2003 tour of the unfinished Millennium Park site
Annual meeting construction tours began in 2000 when Gordon Wright, who was CWA president in 2000-1, organized a tour of the US Capitol Building with the Architect of the Capitol, who discussed renovation of the Capitol dome and the planned visitor's center project.
Tours that followed included: a visit to the offices of the architect/engineering firm Smith Group in 2001, a tour of the recently-renovated US Botanic Gardens at the Capitol in 2002, and a hard-hat tour of the under-construction National Museum of the American Indian in 2003. We had two tours in 2004 – a bus trip to the Woodrow Wilson Bridge and a walking tour of the US Capitol Visitors Center project.
In 2005, we visited the Robert F Kennedy main building of the Justice Department to see recent renovations and the department's art collection.
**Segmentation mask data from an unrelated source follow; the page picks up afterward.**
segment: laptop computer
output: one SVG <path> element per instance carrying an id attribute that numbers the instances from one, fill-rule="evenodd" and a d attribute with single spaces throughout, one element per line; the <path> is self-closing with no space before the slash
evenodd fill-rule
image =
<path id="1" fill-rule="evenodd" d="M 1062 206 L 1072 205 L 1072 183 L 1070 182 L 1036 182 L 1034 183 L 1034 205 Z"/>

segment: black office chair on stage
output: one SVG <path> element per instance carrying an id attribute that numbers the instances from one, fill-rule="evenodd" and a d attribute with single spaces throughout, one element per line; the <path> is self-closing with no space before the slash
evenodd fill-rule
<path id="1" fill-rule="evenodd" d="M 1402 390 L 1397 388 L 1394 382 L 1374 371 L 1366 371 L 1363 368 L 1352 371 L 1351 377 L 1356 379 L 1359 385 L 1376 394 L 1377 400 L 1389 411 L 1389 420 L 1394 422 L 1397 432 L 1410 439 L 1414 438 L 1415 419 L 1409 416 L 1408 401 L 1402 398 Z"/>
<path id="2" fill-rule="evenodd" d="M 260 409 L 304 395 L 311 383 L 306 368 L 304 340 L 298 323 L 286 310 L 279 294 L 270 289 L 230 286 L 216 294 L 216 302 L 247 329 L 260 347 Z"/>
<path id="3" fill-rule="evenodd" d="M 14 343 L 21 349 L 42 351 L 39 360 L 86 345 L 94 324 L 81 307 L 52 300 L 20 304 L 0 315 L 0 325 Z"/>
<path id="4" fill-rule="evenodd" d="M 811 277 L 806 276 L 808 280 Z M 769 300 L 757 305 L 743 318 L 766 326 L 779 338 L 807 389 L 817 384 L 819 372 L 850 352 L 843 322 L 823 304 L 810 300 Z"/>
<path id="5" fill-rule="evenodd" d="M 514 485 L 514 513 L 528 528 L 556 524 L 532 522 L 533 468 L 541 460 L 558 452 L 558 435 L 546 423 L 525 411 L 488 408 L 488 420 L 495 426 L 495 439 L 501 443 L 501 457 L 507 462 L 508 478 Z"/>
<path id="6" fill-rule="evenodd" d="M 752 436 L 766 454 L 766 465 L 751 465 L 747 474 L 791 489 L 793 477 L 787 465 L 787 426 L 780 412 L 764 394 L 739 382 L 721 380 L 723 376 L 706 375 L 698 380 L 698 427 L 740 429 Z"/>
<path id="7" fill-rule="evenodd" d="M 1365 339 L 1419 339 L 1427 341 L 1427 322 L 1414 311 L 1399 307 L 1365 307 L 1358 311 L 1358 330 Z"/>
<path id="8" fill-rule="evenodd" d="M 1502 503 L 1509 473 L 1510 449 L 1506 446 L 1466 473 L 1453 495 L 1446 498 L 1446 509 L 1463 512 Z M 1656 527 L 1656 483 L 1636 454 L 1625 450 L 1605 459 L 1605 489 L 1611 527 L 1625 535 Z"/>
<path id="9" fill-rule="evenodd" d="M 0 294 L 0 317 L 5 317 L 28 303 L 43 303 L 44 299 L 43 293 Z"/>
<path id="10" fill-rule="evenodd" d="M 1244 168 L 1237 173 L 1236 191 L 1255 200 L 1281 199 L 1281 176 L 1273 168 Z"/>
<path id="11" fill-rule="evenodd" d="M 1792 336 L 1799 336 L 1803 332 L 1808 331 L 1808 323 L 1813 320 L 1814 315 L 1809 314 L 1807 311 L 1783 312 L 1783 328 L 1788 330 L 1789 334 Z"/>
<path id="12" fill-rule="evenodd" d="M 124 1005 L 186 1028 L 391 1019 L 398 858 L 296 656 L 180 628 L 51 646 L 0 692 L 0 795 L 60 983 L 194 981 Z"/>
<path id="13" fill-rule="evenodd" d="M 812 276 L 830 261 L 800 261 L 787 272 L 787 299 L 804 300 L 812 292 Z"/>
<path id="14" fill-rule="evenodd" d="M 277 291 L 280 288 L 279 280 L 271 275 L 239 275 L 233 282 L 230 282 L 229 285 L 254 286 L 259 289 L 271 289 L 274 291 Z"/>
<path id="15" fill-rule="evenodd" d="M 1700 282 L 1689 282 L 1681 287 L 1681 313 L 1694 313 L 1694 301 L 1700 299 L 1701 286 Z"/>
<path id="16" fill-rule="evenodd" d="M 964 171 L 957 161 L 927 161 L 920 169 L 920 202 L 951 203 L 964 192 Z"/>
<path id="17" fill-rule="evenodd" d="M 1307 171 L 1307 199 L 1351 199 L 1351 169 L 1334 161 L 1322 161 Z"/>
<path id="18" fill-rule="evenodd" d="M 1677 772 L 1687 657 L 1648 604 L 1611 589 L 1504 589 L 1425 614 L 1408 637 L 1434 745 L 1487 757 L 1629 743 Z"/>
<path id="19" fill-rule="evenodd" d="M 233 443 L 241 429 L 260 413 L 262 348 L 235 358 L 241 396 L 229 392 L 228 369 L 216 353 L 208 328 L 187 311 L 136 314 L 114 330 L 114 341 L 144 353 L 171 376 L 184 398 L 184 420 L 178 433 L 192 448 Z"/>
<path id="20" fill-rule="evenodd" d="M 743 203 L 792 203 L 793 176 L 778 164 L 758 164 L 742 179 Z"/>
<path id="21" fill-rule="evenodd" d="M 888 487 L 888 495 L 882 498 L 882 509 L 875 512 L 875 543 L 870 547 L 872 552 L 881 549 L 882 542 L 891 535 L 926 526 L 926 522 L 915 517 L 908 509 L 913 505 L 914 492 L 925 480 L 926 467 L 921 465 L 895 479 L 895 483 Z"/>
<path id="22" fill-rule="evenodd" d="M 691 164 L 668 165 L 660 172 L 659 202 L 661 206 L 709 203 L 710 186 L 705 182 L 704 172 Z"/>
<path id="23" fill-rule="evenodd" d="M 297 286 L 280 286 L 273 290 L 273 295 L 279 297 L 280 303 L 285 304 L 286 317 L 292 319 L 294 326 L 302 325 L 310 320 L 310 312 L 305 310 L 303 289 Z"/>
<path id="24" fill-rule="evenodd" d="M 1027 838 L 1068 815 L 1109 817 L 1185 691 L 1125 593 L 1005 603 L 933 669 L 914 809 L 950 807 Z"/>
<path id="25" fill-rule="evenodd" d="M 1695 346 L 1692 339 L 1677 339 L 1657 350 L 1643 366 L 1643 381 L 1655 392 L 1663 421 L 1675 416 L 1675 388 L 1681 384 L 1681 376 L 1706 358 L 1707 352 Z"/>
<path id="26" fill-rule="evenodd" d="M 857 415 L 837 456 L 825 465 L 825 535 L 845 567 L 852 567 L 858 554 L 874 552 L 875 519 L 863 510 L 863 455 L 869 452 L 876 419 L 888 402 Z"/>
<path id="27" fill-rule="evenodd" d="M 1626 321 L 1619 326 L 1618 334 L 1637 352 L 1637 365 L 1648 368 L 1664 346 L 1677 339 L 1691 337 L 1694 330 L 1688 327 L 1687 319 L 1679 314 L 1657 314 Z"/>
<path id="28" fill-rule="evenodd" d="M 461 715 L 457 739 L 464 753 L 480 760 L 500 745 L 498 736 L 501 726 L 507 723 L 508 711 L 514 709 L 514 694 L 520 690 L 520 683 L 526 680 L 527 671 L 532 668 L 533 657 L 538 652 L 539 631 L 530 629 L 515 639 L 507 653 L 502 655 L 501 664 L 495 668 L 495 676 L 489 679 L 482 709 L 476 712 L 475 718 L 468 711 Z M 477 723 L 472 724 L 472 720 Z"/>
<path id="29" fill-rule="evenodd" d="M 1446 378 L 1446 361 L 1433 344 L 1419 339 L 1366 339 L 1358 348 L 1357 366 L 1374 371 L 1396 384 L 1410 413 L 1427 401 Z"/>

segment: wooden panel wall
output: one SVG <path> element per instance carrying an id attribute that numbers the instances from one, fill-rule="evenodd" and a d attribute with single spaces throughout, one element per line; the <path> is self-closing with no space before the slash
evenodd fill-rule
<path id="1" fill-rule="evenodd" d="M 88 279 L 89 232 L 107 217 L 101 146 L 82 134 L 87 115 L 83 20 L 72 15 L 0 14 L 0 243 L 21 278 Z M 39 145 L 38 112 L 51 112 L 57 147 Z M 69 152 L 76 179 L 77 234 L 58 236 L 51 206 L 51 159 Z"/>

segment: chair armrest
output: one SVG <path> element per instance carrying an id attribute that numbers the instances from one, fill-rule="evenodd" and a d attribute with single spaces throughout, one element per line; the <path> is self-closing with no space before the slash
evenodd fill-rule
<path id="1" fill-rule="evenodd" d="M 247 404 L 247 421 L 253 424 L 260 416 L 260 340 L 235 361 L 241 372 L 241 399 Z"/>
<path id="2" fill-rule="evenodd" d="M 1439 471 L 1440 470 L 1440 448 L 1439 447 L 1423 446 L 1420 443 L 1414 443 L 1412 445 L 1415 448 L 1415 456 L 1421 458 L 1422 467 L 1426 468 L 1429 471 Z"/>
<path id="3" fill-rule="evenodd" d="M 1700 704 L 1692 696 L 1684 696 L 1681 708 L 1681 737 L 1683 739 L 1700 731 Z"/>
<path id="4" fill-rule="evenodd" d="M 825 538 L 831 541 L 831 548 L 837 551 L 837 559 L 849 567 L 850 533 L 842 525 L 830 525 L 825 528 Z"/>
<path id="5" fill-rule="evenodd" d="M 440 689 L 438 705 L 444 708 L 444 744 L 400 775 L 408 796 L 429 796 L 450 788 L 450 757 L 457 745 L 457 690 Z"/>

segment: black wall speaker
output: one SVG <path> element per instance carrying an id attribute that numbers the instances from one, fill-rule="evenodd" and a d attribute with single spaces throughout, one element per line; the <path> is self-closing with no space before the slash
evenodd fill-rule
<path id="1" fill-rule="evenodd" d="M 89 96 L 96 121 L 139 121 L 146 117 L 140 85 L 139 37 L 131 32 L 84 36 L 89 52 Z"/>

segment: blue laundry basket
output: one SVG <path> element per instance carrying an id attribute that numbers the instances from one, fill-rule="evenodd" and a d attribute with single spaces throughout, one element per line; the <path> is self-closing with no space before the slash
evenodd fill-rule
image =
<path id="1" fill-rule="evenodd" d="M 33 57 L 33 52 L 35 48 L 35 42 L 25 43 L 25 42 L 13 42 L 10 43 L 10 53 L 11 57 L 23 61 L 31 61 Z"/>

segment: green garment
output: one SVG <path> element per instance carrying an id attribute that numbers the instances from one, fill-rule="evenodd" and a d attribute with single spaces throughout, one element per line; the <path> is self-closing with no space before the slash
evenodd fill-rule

In spring 2006, CWA members were privileged to climb up the scaffolding of the Air Force Memorial to see a spectacular view of the District of Columbia. In 2007, we had a mini-tour of the National Association of Realtors building (a green building) and also toured the new House of Sweden, the Swedish consulate and multi-purpose building.
Construction tours were inaugurated in the fall of 2000 in Chicago, also under the leadership of Gordon Wright. Our first tour was to the North Bridge mixed-use construction project on Michigan Avenue. We toured the Upper and Lower Wacker Drive reconstruction project in 2001 and the new USB Tower on Wacker Drive in 2002. In 2003, we took a cruise on the Chicago River to view Chicago architecture from that vantage point.
In 2004, we visited Chicago's newest tourist attraction, Millennium Park. We visited the newly-renovated SR Crown Hall, designed by Mies van de Rohe and home of the school of architecture at the Illinois Institute of Technology, in 2005. In 2006, we had -a behind-the-scenes tour of O'Hare Airport and learned about new runways planned there. In the fall of 2007, we visited the Lakeshore East development on the Chicago River east of Michigan Avenue, including the Aqua Building.
Construction tours are now a well-established feature of CWA meetings, and invitations for tours are always well-received.